Acupuncture often follows something called the Root and Branch Theory, where the Root is the cause of a particular condition and the Branch is how it manifests. For example, someone could come in with headaches (Branch) but they are due to stress (Root). By treating the Root, the Branch often goes away. But what do you do when you don't know what the Root of a condition is? Following Traditional Chinese Medical (TCM) theory, you come up with a Pattern of Disharmony based on the full constellation of patient symptoms. In theory, when you make your TCM diagnosis, you pick points that will help balance that diagnosis and the patient should improve. You look for confirmation from the patient in terms of symptom improvement and you might also check the pulse and possibly the hara (abdomen) for confirmation as well. Then sometimes you hit that plateau point where the patient is better, but not completely. What then?
I listen to the body. The body has all the answers, you just need to know how to communicate with it. When practicing yoga you can notice your breath, your thoughts or pay attention to the sensation in your muscles to get feedback on how much to push or not push your body; when gauging someone else's body, I'll check their pulse. So many times I'll feel the pulse on someone, after I've put the needles in, and a particular organ is still not balancing the way I would like. At that point I start checking points on the organ's corresponding meridian (energy channel) that I think should correct the problem. Usually it works but sometimes it doesn't. So then I start checking points that I wouldn't normally think to use, often still on that same meridian, and I'll find the one that is exactly what the patient needs. I treat that point and the pulse improves and so does the patient. The body knows what it needs.

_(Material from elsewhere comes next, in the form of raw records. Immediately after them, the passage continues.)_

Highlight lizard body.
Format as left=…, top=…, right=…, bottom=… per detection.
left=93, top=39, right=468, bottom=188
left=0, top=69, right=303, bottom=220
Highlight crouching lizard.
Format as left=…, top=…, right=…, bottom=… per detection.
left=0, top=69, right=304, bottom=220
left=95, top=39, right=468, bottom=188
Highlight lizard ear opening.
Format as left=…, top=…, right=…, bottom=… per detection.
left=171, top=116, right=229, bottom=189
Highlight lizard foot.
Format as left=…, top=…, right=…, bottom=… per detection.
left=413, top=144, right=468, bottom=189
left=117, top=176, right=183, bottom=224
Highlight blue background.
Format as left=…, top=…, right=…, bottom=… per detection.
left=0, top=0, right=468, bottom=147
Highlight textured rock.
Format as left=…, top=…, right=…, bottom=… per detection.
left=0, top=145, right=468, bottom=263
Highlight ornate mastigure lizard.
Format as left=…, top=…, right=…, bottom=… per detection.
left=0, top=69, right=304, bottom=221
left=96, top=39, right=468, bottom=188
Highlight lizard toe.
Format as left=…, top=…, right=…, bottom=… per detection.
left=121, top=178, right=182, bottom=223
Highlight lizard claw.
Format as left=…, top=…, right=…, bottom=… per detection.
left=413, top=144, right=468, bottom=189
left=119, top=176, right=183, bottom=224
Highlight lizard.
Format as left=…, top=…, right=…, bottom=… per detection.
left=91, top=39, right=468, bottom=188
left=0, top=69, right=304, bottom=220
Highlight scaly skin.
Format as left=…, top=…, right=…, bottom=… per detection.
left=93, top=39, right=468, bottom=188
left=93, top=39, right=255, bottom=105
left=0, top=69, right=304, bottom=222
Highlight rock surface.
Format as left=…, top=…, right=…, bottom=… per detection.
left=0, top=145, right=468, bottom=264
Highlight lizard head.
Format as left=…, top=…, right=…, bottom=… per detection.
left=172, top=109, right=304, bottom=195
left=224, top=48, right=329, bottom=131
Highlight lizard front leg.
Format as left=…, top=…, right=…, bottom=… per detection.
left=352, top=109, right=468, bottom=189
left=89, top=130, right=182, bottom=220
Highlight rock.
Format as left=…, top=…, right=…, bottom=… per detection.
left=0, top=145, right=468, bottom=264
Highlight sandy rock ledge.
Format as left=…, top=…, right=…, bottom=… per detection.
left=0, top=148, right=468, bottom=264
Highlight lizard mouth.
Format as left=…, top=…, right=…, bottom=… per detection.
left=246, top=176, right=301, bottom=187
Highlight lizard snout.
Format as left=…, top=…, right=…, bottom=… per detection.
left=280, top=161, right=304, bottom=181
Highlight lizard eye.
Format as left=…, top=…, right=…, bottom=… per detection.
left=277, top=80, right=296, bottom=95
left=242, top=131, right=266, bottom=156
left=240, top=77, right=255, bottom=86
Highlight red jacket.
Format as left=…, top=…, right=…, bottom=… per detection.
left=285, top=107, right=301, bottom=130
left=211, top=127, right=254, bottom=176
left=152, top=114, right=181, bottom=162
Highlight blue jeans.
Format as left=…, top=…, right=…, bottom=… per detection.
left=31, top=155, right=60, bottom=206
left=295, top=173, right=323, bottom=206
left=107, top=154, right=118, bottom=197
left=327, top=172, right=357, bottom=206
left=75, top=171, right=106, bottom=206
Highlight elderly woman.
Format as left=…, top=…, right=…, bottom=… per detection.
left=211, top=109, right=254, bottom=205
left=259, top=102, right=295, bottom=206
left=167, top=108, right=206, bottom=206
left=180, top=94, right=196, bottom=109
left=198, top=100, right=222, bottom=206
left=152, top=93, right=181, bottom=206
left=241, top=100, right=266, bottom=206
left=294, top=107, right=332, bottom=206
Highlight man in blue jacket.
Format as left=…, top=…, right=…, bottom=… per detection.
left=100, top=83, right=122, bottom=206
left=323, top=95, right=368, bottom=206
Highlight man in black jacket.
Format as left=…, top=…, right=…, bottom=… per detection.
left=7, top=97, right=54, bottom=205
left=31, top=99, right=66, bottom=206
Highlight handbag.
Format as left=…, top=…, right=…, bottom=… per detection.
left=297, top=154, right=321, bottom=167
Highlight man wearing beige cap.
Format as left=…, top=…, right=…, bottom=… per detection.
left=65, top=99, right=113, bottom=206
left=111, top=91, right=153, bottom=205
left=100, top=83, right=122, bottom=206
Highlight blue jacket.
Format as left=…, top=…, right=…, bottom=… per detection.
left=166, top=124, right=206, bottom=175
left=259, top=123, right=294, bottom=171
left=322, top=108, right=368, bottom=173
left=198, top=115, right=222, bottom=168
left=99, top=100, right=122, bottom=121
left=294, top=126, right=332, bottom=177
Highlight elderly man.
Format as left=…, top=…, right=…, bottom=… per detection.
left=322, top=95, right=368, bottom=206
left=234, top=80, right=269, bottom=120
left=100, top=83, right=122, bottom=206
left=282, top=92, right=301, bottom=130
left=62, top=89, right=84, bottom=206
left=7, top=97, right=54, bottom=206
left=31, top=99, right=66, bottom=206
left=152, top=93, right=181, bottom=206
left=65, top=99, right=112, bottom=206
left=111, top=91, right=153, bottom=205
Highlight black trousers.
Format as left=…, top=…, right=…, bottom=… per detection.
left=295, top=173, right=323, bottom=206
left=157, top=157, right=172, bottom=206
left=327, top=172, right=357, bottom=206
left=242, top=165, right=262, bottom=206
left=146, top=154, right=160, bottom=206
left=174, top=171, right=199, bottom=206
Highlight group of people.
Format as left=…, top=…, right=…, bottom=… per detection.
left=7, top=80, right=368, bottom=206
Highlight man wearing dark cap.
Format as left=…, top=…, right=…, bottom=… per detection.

I also listen to my gut. Here is where the water gets a little murky. Sometimes I'm treating a patient and something inside me starts telling me to use a certain point. There may or may not be a "theoretical" reason behind it, but that little voice gets louder and louder until I either use the point or I ignore the voice and leave the treatment room. I've found over the years, however, that if I end up ignoring the voice that I always end up being wrong. Flat out. Sometimes something happens during the session where the patient feels good except for one area that is still bothering them; if I had treated that point it would have affected that exact area and it would no longer bother them (kick self for not listening). I'm not sure if it is universal wisdom that is entering my consciousness or if it is just me being present with the patient and tuning in to their needs, but in any case I've learned to listen to my gut.
I try to remove my ego from the treatment room. When I can be fully present with a patient, the solution reveals itself in some way. Sometimes the patient tells me which points to use: "It hurts here" as they are pointing to an exact acupuncture point or meridian. Sometimes a concept comes to me out of the blue that exactly applies to this person at this moment (universal wisdom streaming in? Good neuronal firing?). Sometimes I just have a sense that this person should not be treated directly and I will use points that will affect the necessary area without actually needling that area. Those treatments often have the most powerful results. How do I know when to do that and when not to? I'm not sure. I guess my inner voice just knows her stuff.